Company & Culture Questions:
- Intel's AI-GPU Architecture: Explain how Intel's AI-GPU architecture influences the product roadmap and drives performance improvements.
- Collaboration: Describe your experience working with cross-functional teams and driving performance improvements through collaboration.
- Adaptability: Discuss your ability to thrive in a fast-paced hardware/software development environment and adapt to new technologies and workloads.
Portfolio Presentation Strategy:
- Live Demonstration: Prepare a live demonstration of your performance analysis and optimization techniques, using relevant tools and datasets.
- Code Explanation: Be prepared to explain your code and technical approach to performance analysis and optimization.
- User Experience: Highlight the user experience benefits of your performance improvements and their impact on AI workloads.

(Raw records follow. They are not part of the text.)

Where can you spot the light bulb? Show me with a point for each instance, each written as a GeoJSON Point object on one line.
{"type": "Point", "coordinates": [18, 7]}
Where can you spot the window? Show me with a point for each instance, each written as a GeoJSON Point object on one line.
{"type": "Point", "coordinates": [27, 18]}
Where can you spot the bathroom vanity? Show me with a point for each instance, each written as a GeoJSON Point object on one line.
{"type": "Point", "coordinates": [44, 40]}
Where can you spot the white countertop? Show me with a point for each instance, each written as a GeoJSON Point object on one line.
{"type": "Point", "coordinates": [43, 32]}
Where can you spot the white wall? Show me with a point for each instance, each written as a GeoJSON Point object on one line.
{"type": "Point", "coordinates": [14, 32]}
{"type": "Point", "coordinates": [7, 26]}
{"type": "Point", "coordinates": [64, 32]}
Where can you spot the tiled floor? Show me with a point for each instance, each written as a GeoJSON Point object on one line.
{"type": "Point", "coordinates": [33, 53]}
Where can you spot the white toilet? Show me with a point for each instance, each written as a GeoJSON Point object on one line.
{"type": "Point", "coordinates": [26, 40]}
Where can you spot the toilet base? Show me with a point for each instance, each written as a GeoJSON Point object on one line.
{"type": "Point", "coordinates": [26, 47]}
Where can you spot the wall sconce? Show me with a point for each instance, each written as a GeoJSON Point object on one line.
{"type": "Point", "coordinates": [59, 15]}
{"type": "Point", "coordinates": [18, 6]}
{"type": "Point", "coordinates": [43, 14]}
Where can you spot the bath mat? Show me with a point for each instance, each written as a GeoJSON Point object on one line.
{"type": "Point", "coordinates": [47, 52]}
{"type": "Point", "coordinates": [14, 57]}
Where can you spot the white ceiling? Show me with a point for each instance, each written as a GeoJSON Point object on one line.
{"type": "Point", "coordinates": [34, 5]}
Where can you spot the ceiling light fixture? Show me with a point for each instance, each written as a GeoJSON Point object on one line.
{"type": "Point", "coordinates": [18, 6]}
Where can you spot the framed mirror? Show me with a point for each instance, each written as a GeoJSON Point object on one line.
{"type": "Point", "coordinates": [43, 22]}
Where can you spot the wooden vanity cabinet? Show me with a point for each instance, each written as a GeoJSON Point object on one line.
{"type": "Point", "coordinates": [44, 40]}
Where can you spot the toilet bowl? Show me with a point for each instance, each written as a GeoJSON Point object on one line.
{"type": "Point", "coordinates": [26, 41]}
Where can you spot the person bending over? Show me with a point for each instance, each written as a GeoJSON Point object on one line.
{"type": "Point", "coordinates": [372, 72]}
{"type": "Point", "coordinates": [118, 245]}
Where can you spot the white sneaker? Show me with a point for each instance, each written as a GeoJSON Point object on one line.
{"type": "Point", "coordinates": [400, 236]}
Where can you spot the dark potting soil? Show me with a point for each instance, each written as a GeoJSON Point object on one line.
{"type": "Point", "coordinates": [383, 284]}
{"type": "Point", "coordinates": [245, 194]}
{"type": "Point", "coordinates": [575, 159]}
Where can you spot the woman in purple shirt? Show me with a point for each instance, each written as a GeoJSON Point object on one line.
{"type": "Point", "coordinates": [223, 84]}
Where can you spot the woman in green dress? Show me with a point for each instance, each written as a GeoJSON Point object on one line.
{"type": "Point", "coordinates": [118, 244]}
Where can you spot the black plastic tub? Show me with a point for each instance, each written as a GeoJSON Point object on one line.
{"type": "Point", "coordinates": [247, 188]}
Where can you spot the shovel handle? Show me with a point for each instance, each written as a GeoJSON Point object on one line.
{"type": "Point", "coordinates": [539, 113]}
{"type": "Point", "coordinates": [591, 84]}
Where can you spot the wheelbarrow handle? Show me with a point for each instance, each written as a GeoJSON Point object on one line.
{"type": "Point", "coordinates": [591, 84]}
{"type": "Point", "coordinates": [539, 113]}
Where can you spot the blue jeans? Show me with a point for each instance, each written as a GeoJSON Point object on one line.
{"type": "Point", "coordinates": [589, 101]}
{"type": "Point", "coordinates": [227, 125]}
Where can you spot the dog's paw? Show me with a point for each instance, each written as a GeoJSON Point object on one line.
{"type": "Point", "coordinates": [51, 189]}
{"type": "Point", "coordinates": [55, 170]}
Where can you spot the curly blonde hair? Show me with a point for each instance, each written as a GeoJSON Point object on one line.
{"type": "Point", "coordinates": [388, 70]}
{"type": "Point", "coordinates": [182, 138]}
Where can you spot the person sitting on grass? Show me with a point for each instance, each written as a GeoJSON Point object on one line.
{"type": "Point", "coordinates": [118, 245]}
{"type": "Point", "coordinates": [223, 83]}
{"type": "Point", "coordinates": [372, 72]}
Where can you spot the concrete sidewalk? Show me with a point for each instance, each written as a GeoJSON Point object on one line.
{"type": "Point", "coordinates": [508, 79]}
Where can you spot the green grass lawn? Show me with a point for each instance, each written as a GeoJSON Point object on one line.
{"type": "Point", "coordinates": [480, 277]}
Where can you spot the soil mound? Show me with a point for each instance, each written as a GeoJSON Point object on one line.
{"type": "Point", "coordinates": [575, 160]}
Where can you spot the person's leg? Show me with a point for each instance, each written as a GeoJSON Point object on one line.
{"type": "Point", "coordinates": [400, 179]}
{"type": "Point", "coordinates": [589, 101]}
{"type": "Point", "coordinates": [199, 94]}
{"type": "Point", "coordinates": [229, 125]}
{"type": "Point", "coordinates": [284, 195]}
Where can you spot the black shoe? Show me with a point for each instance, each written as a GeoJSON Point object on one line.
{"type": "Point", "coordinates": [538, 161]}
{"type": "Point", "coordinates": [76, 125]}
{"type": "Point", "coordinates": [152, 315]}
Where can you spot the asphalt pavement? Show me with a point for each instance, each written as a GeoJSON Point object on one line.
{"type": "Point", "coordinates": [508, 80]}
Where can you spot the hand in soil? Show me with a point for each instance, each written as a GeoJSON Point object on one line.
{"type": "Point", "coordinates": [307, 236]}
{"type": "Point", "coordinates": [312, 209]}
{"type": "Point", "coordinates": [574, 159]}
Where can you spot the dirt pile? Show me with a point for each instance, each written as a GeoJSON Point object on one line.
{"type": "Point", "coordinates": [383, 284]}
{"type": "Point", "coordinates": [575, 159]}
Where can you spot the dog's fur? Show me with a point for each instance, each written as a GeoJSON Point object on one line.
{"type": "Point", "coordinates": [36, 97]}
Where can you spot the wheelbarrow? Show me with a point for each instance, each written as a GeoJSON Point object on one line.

📝 Enhancement Note: A well-prepared portfolio and strong performance in technical interviews will be crucial for success in this role, as they demonstrate your technical expertise and ability to drive GPU performance improvements.
📌 Application Steps
To apply for this GPU compute performance engineer position at Intel:
- Submit Your Application: Visit the Intel careers website and search for the job title "GPU Compute Performance Engineer" to submit your application.
- Customize Your Portfolio: Tailor your portfolio to highlight relevant projects and case studies that demonstrate your ability to identify and resolve performance bottlenecks in GPU-based systems.
- Optimize Your Resume: Highlight your technical skills and experience with GPU architecture, AI workloads, and performance analysis techniques.
- Prepare for Technical Interviews: Brush up on GPU architecture, AI workloads, and performance analysis techniques, and practice coding and problem-solving exercises that focus on performance analysis and optimization.
- Research Intel: Familiarize yourself with Intel's AI-GPU architecture, performance analysis tools, and company culture to ensure a strong fit and alignment with the team's goals.
⚠️ Important Notice: This enhanced job description includes AI-generated insights and industry-standard assumptions. All details should be verified directly with the hiring organization before making application decisions.
Application Requirements
Candidates should have a minimum of a Master's degree in a relevant field and 2-3 years of experience in GPU/CPU architecture for AI workloads. Proficiency in Python and C/C++, along with good data analysis and presentation skills, is required.